The
NASD plans to slap tighter rules on exchange-traded funds and separately-managed accounts, in a move designed to put them at par with mutual funds.
Addressing the annual meeting of the Securities Industry Association in Boca Raton Friday afternoon, NASD Chairman and CEO
Robert Glauber said correcting the imbalance in regulation would involve subjecting ETFs and SMAs to the same level of scrutiny afforded mutual funds (
see the complete text of Glauber's remarks).
"I fully confess that we’ve made it harder to sell mutual funds," Glauber said. “Given all the chicanery that we and other regulators have discovered in the last few years, we've had no choice but to do so, in order to protect investors."
The heightened regulation, however, has prompted some registered reps to veer away from mutual funds and instead recommend similar products that aren’t as heavily regulated and therefore easier to sell.
Battered by the high costs associated with the increased regulation, some in the mutual fund industry have called on regulators to relax the rules. But Glauber ruled out any possibility of that sort.
"You may think the solution is to ease up on mutual fund regulation.
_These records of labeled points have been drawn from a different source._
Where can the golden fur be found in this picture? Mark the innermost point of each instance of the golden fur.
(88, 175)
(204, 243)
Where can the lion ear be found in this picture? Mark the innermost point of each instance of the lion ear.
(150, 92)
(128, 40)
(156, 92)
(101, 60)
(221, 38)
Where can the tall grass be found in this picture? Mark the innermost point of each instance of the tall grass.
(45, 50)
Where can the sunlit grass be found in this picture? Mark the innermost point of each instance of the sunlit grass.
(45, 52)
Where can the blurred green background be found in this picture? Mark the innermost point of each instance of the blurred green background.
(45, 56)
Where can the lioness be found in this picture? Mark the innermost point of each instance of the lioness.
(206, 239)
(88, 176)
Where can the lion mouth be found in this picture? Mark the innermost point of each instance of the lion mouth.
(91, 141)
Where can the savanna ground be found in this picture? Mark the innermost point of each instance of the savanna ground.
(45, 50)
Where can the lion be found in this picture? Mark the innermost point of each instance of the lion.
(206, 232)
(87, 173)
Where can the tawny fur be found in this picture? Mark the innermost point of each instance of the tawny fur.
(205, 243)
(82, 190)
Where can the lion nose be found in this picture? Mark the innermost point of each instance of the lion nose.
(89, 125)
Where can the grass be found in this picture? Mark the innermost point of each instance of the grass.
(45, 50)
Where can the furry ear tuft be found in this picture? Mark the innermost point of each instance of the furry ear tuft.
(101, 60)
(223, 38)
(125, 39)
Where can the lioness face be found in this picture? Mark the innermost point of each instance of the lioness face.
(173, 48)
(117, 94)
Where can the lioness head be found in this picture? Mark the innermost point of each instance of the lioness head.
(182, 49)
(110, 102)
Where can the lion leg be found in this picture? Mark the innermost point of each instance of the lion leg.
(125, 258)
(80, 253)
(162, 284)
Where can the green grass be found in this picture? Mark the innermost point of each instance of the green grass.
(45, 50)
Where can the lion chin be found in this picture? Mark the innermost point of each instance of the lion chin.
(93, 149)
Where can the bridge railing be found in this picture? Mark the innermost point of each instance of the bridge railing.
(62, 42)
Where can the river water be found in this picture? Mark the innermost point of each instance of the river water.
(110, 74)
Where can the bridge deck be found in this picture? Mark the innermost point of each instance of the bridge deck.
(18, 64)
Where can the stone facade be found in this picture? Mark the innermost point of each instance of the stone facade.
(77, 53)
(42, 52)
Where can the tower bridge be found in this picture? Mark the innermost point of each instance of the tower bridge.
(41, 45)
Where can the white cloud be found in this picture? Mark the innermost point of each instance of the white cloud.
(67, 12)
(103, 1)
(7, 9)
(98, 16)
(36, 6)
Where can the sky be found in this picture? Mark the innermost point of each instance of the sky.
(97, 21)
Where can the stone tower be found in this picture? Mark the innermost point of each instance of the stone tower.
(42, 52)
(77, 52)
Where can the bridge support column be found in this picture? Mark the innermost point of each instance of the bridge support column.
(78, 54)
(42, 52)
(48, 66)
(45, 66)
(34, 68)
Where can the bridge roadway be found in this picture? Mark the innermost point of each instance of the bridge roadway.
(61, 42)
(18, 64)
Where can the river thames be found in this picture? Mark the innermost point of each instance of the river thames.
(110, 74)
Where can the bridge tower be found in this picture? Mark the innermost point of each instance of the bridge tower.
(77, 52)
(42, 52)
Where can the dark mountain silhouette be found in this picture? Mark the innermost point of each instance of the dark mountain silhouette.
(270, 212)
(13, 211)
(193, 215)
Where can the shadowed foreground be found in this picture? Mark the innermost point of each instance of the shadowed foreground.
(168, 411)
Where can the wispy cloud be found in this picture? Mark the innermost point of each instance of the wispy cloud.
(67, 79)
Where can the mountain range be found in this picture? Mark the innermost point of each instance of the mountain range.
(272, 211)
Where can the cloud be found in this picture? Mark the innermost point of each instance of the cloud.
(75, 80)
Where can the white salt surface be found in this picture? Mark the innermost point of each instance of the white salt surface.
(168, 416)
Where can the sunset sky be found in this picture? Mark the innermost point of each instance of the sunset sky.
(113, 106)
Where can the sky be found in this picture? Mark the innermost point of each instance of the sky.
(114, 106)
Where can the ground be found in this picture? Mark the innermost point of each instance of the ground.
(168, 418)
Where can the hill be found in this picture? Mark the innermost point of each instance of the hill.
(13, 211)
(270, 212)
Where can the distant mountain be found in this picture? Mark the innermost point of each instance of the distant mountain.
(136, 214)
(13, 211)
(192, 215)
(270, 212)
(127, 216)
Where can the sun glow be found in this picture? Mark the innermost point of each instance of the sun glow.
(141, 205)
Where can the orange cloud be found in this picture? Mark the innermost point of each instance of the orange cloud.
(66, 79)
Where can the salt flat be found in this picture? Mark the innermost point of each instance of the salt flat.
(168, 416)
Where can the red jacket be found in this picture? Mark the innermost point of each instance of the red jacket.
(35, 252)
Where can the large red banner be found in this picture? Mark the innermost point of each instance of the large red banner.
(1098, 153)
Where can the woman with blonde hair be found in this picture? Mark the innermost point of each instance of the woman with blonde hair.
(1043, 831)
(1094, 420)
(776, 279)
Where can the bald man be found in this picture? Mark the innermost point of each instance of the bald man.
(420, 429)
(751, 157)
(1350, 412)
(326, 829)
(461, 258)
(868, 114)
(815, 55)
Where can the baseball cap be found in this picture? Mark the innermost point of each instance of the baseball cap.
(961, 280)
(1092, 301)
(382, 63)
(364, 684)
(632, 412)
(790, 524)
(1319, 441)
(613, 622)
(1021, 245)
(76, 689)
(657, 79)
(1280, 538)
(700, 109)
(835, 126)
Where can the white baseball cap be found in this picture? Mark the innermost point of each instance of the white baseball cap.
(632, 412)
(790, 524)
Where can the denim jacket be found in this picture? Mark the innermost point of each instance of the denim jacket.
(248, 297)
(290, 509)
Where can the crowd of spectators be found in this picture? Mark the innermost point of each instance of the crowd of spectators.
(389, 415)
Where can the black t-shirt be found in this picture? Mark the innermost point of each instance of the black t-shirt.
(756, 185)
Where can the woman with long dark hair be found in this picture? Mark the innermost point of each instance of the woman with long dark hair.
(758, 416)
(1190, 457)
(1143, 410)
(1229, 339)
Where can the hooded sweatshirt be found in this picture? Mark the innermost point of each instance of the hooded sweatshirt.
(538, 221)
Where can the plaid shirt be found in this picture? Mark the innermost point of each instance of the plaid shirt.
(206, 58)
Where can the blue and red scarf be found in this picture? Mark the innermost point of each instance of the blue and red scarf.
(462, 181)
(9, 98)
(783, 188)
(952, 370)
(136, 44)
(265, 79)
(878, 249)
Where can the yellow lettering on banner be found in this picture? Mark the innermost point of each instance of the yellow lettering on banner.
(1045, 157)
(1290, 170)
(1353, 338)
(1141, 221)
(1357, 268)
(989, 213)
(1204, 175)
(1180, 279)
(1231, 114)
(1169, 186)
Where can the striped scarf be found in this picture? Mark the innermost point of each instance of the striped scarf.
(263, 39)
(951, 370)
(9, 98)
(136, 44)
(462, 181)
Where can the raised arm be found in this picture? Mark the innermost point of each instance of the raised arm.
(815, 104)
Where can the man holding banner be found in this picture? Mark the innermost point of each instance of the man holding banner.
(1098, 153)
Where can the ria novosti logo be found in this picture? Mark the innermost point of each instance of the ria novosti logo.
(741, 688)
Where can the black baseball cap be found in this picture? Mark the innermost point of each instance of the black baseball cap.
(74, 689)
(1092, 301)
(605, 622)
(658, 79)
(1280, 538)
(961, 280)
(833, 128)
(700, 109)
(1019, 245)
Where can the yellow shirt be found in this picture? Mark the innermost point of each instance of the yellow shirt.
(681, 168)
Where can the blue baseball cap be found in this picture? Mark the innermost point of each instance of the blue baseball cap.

I think it's the opposite," he said.
"What I think we need to do - and will do - is to raise the regulatory protections for these other products so that investors who are looking at them enjoy the same degree of protection as investors who are looking at mutual funds. Recommendations to investors should be based on what's best for them, not what's easiest to sell or generates the highest commissions," he added.